2. The rotating-force adjusting device as claimed in claim 1, wherein the turning tab is formed on and protrudes from the outer side of the main body near the bottom end of the main body.

3. The rotating-force adjusting device as claimed in claim 2, wherein the driven element has a holding segment formed in the outer side of the driven element at the lower end of the driven element and securely mounted in the outer shell.

4. The rotating-force adjusting device as claimed in claim 1, wherein the driven element has a holding segment formed in the outer side of the driven element at the lower end of the driven element and securely mounted in the outer shell.

5. The rotating-force adjusting device as claimed in claim 3, wherein the outer shell is composed by two half-shells that are respectively a first half-shell and a second half-shell.

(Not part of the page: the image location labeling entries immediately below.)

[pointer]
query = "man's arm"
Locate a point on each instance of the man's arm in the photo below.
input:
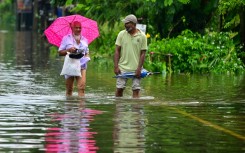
(116, 60)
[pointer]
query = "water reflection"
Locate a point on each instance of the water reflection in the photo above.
(176, 113)
(73, 133)
(129, 128)
(23, 47)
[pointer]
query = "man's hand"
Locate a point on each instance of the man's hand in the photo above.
(117, 70)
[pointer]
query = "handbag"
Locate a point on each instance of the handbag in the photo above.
(76, 55)
(71, 66)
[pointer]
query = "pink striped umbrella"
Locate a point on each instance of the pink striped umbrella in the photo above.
(61, 27)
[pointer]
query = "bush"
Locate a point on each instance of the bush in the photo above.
(193, 53)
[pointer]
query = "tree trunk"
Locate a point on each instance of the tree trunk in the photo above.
(242, 29)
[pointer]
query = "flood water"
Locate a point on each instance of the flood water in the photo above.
(175, 114)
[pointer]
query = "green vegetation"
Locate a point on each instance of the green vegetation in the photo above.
(6, 16)
(212, 52)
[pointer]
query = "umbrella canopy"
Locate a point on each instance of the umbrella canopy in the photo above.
(144, 73)
(61, 27)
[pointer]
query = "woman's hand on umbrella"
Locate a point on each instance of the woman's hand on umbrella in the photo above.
(72, 50)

6. The rotating-force adjusting device as claimed in claim 5, wherein

the first half-shell has a mounting segment; a barrel segment; an internal surface; a positioning recess formed in the internal surface of the first half-shell at the mounting segment of the first half-shell; a holding recess formed in the internal surface of the first half-shell at the mounting segment of the first half-shell; and

the second shell detachably connected to the first half-shell and has a barrel segment connected to the barrel segment of the first half-shell; a mounting segment connected to the mounting segment of the first half-shell; an internal surface; an external surface; and an adjusting slot formed through the internal surface and the external surface of the second half-shell at the mounting segment of the second half-shell, and the adjusting slot having an upper end; a lower end; and multiple engaging teeth formed on and protruding from the internal surface of the second half-shell beside the adjusting slot;

the mounting tube has a positioning protrusion formed on and protruding from the external surface of the mounting tube and mounted securely in the positioning recess of the first half-shell to hold the mounting tube between the half-shells;

the holding segment of the driven element is securely mounted in the holding recess of the first half-shell;

the main body is movably mounted in the second half-shell; and

the turning tab is movably connected to the second half-shell, extends out of the external surface of the second half-shell via the adjusting slot and has an engaging protrusion formed on and protruding from the outer side of the main body adjacent to the turning tab and selectively engaging one of the engaging teeth of the adjusting slot to adjust the position of the main body relative to the driven element, the mounting tube and the second half-shell.

7. The rotating-force adjusting device as claimed in claim 6, wherein

the gun body has an outer barrel mounted around the barrel segments of the half-shells and abutting the mounting segments of the half-shells; and

the inner barrel is mounted in the outer barrel and has an inner end extending to the mounting segments of the half-shells.